Daniel Kothenschulte von der Frankfurter Rundschau hat "einer der besten deutschen Kinofilme des Jahres 2009" gsehen, der sogar ein "aufregend visueller Film" sei, "wenn auch auf eine zurückhaltende Art". Zu den "merkwürdig divergierenden Idealen" der drei Porträtierten gehörten auch "unterschiedliche Männlichkeitsideale; ihnen nachzuspüren, "das ist das eigentliche Faszinosum bei diesem willkommenen Nachzügler zur Filmwelle über den bundesdeutschen Terrorismus".

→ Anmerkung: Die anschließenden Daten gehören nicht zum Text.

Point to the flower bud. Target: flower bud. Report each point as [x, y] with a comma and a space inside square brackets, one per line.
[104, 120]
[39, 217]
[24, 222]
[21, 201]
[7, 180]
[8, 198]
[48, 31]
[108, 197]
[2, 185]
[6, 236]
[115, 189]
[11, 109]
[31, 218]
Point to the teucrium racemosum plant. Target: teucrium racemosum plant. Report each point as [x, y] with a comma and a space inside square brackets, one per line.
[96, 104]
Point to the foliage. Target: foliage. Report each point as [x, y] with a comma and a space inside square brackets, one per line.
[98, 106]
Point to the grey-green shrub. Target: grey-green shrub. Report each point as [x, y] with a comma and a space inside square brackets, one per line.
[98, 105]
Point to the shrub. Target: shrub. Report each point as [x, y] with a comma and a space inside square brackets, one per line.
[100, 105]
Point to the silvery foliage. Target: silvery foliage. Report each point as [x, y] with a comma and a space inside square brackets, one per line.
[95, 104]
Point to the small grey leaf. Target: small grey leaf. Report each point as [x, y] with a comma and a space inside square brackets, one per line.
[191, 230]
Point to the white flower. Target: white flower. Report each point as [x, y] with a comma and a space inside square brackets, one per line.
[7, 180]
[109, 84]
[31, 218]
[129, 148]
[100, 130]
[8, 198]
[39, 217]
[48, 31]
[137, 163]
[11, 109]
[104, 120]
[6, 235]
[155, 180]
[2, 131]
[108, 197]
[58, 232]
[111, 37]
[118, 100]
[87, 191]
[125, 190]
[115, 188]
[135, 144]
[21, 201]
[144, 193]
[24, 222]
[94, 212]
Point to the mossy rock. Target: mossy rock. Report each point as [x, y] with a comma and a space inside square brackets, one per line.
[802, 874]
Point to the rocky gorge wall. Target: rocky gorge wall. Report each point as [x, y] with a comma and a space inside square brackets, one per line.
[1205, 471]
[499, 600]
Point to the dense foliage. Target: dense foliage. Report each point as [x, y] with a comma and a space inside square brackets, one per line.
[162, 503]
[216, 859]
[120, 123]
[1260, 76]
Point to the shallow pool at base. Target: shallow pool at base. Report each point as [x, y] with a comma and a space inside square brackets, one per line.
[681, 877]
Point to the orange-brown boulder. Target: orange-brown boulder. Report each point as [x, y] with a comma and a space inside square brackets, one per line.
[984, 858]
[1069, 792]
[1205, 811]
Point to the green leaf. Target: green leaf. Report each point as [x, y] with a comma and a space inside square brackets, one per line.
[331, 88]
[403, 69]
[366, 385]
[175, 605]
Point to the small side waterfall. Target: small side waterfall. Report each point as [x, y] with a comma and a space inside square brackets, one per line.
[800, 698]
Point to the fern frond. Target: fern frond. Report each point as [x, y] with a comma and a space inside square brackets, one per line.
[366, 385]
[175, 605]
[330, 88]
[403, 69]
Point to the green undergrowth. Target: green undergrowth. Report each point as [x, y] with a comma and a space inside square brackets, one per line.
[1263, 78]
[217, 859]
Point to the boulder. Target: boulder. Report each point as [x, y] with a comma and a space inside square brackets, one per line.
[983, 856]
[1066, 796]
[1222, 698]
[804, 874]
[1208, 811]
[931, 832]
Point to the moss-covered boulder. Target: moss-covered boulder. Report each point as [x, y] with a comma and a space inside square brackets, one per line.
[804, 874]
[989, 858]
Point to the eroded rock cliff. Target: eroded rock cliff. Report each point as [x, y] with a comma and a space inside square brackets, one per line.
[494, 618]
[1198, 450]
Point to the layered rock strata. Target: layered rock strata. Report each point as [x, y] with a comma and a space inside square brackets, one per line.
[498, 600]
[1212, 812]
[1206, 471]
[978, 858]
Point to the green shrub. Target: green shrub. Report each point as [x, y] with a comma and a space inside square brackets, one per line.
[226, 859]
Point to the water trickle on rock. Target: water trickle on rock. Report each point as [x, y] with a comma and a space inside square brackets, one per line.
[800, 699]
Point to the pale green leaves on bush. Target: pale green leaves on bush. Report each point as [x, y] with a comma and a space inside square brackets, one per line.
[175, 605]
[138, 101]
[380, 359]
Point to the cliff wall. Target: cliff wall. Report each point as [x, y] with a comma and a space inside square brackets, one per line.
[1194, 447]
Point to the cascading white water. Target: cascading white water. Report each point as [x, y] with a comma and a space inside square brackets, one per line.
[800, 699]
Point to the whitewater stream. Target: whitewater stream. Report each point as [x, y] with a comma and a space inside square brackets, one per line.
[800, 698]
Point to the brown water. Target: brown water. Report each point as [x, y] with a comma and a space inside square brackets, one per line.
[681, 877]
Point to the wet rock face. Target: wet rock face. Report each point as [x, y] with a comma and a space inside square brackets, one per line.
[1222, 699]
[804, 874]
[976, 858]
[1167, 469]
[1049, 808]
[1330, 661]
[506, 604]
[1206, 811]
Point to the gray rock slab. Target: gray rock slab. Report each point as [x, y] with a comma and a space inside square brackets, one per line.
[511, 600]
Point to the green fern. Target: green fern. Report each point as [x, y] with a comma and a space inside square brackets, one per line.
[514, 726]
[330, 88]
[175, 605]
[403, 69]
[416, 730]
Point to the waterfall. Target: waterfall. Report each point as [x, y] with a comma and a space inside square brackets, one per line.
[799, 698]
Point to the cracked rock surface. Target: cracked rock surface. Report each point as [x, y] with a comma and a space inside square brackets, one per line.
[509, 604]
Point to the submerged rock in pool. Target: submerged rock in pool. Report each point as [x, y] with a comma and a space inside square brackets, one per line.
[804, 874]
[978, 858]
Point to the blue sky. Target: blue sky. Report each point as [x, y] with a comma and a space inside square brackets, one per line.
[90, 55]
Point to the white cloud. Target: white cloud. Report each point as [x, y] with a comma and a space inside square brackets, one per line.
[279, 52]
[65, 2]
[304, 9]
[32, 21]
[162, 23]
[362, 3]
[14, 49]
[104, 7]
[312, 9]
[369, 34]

Ganz anders stellt sich das für Rainer Gansera von der Süddeutschen Zeitung dar: "Die Kölner Dokumentaristin Birgit Schulz hat einen Film über die Karrieren der drei gemacht - und den tollen Stoff leider zu einer fleißig recherchierten, aber doch arg enttäuschenden Abfolge von Anekdoten, zeitgeschichtlichen Bilderbögen und selbstgefälligen Statements verdünnt". Die Interviews erweckten den Eindruck, "als seien sie für die Promi-Hobbythek gemacht". Birgit Schulz hätte "ihre eigene Stimme und Haltung, ihr Erkenntnisinteresse sichtbar machen müssen", stattdessen vermeide sie "alles, was die Selbstinterpretation der Befragten hinterfragen könnte".

"Das Erstaunlichste an diesem Film ist, dass es ihn gibt", meint Stefan Reineke von der taz. Das allein sei schon ein Verdienst der Regisseurin Birgit Schulz. Ästhetisch sei der Film "nichts Besonderes", die Regisseurin komme ihren Figuren nicht nahe, aber das sei "kein Wunder, es sind Anwälte, Selbstdarstellung, Verschwiegenheit und Kontrollsucht gehen eine schwierige Melange ein". Trotzdem ist die Die Anwälte laut Herrn Reineke eine "Fundgrube".

Thomas Schmid von der Welt schreibt: "Trotz bester Absichten der Regisseurin, die meist die dezente Montage bevorzugt, hat die dokumentarische Flut der Bilder doch etwas Überwältigendes. Schon mit Worten kann man Schlüssigkeiten suggerieren, die es vielleicht gar nicht gibt. Mit Bildern erst recht. Auch im Dokumentarfilm steckt ein antiaufklärerisches Potenzial".